In 1971 she baptized herself “Saint Orlan,” and developed a persona that she used in performances for two decades, a living sculpture dressed in fake-Baroque religious costume, baring one breast and brandishing a crucifix. She also began teaching art at the Ecole des Beaux Arts in Dijon. She has never been married.
In 1990, invited to a conference in Newcastle, England, Orlan decided to embark on an ambitious new project, and came up with the idea of surgery.
“I very much enjoy the moment of operation. It’s fantastic,” she says. “There’s this great . . . meditation. It’s cathartic, silent. It’s very intense.”

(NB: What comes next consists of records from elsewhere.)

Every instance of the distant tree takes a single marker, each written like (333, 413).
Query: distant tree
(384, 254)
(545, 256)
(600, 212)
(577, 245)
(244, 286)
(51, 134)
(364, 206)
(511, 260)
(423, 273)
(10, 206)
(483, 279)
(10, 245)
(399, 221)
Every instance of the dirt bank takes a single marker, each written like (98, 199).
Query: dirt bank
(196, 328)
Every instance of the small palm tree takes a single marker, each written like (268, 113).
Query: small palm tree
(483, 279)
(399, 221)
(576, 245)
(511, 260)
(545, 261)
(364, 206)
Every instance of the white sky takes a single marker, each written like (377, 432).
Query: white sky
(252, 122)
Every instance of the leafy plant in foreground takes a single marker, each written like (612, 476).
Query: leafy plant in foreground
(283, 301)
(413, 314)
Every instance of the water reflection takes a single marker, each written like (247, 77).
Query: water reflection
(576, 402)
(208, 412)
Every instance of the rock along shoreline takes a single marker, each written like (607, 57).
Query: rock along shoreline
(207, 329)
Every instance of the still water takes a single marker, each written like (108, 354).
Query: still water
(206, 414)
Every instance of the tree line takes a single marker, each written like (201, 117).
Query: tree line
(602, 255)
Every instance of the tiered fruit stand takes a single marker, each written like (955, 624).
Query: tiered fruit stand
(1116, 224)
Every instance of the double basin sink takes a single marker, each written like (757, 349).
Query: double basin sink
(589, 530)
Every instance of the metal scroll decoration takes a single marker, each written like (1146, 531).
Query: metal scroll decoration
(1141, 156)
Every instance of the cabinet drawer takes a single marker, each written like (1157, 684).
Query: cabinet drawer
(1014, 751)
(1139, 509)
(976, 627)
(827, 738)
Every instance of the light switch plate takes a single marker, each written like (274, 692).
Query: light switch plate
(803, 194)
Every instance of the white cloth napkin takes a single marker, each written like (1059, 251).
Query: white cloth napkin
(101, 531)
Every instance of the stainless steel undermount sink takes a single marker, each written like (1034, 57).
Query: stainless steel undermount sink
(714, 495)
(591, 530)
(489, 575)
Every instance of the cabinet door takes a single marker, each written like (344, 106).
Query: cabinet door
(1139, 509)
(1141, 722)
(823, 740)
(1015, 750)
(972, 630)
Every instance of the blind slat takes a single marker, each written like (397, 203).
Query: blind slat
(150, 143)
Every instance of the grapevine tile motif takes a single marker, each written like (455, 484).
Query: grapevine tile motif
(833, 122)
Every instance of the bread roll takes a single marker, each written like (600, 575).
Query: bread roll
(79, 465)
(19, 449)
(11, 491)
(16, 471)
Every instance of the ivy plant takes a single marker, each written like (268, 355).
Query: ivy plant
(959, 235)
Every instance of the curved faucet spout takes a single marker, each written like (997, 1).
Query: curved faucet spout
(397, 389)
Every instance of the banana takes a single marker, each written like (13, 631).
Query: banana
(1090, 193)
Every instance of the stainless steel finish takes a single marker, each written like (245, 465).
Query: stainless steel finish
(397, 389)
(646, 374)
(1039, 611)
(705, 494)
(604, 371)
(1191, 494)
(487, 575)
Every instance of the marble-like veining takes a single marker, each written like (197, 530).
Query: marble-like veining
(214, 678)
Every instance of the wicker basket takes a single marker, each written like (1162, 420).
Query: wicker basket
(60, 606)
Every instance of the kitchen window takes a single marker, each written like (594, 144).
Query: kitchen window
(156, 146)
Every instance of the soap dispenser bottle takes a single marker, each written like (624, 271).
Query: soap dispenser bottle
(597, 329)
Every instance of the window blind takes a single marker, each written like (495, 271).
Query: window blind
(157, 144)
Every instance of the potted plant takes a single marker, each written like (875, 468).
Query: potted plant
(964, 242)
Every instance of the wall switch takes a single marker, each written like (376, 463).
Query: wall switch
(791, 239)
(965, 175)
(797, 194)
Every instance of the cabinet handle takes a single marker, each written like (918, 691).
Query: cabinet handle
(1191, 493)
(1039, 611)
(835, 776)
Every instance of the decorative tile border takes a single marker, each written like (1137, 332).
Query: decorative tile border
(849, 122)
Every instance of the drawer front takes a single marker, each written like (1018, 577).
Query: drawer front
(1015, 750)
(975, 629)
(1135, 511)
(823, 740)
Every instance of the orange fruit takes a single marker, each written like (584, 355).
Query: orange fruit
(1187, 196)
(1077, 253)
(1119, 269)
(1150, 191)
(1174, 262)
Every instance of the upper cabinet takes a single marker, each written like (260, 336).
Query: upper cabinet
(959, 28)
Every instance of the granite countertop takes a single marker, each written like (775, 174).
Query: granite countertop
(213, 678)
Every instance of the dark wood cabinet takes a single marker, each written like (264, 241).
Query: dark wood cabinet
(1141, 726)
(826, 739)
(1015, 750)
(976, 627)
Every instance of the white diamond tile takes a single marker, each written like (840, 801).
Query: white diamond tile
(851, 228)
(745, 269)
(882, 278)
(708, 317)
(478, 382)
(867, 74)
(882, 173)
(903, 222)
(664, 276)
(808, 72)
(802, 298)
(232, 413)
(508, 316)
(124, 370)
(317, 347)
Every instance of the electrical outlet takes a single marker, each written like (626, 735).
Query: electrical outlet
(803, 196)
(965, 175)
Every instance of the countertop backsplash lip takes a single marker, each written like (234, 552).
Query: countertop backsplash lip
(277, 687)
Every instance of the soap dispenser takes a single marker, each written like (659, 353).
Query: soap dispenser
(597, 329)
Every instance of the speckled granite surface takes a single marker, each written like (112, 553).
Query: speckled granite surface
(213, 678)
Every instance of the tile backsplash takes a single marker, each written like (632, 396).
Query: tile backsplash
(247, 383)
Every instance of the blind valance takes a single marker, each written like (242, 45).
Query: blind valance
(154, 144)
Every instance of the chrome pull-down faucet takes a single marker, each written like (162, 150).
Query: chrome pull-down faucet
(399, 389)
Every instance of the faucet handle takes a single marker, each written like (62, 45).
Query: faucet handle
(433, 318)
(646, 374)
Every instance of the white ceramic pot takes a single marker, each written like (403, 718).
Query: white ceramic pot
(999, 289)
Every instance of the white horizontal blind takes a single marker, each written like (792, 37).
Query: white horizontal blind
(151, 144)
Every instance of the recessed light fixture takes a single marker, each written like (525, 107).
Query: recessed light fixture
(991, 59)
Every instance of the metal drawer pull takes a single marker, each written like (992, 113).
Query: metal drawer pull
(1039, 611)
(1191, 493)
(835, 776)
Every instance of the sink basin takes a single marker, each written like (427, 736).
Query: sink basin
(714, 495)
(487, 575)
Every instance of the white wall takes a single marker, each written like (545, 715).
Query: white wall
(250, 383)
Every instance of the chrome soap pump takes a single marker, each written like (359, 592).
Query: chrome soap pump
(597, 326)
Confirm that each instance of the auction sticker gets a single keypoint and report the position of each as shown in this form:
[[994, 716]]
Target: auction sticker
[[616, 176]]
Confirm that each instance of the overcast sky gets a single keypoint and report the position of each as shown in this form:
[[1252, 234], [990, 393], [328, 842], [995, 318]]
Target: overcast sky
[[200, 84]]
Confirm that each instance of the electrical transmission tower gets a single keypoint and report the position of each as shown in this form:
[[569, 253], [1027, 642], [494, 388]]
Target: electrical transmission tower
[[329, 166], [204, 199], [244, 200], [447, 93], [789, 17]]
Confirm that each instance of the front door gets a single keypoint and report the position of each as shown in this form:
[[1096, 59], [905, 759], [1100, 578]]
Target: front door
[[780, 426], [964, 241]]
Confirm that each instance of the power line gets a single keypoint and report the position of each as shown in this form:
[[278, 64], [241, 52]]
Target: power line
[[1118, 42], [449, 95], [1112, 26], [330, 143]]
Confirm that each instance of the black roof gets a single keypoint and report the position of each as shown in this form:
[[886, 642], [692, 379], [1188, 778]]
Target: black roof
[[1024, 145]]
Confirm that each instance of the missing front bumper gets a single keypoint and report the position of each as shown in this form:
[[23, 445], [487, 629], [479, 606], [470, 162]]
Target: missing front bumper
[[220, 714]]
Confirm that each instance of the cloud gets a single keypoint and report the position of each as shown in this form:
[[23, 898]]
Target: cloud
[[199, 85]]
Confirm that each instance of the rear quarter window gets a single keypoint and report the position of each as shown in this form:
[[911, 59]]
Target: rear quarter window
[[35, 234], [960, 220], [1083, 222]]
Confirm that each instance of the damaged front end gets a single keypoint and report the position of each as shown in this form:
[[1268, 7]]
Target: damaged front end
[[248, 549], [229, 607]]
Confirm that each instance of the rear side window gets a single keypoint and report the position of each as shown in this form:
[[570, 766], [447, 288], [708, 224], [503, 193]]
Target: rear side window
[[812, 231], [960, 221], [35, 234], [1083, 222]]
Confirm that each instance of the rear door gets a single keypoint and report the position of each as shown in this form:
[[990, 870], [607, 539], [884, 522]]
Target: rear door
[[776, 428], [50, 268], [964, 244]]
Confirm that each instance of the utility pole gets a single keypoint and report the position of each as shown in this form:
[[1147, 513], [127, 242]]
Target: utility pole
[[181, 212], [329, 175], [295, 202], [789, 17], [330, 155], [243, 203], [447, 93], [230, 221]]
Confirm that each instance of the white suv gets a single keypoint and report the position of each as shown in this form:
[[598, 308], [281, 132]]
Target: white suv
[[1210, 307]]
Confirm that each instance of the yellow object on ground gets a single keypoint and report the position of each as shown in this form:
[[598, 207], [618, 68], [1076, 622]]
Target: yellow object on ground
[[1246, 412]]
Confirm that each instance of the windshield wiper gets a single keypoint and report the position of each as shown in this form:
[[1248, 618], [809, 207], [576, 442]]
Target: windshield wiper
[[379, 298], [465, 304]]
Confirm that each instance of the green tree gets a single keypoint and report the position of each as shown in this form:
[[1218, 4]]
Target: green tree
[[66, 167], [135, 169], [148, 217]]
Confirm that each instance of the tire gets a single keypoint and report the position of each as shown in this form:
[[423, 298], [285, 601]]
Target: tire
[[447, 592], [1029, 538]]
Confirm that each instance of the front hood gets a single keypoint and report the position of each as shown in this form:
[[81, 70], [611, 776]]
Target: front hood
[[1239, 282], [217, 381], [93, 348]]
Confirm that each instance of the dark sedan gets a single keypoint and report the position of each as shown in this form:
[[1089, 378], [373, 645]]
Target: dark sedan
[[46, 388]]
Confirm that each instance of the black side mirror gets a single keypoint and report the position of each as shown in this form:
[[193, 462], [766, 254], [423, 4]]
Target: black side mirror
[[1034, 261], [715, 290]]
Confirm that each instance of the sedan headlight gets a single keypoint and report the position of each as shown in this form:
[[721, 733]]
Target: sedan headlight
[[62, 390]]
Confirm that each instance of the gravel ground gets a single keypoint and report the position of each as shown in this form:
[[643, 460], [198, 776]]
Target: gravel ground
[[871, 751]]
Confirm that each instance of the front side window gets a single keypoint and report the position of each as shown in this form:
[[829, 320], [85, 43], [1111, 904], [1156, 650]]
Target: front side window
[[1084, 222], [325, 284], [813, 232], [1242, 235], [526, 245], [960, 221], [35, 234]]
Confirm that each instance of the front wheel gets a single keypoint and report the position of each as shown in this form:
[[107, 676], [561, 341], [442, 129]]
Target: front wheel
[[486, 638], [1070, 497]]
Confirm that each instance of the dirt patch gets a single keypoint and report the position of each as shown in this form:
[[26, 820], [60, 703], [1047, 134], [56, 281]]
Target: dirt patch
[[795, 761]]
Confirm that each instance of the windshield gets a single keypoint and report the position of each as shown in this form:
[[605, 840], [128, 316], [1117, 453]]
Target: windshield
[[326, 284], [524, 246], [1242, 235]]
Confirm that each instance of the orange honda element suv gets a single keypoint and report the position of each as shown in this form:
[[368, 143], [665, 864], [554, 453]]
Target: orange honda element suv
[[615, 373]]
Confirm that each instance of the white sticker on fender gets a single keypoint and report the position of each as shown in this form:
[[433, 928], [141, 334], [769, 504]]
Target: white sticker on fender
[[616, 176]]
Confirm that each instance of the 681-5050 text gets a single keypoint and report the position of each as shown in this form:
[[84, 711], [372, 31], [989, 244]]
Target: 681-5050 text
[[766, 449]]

But she’s getting impatient for results. The seventh operation, set for October in New York, is supposed to change her look radically: A surgeon will once again go for the cleft, add protrusions to her forehead and try to lengthen and round the look of her jaw.
`I want to knock down doors’
Orlan’s search for the ultimate artistic act seems in some ways to be the ultimate narcissistic act. As a gesture of liberation-from the modern norms of beauty, from the taboos of changing one’s image-her surgical quest is thought-provoking. As a challenge to the Judeo-Christian sanctity of the flesh, it is inspired, maybe even profound. But as a serious act of transformation, it seems rather pathetic. Does she really believe that surgery can re-create her long-lost fragile self; that it can undo, from the outside in, what time and character have done, from the inside out?
Indeed she does.
“I want it to be a complete change, one that poses a legal problem,” she says. “I want to knock down doors, to cut the prison bars.”
Her surgeon is not so sure.
“It’s possible that she’ll get close, but there is a permanent base of the person she is,” said Cherif Zahar, who did the 1991 operation. “We don’t want to do things that are too monstrous. It is true that with that permanent base you will always recognize that it’s her, even if little things have been changed.”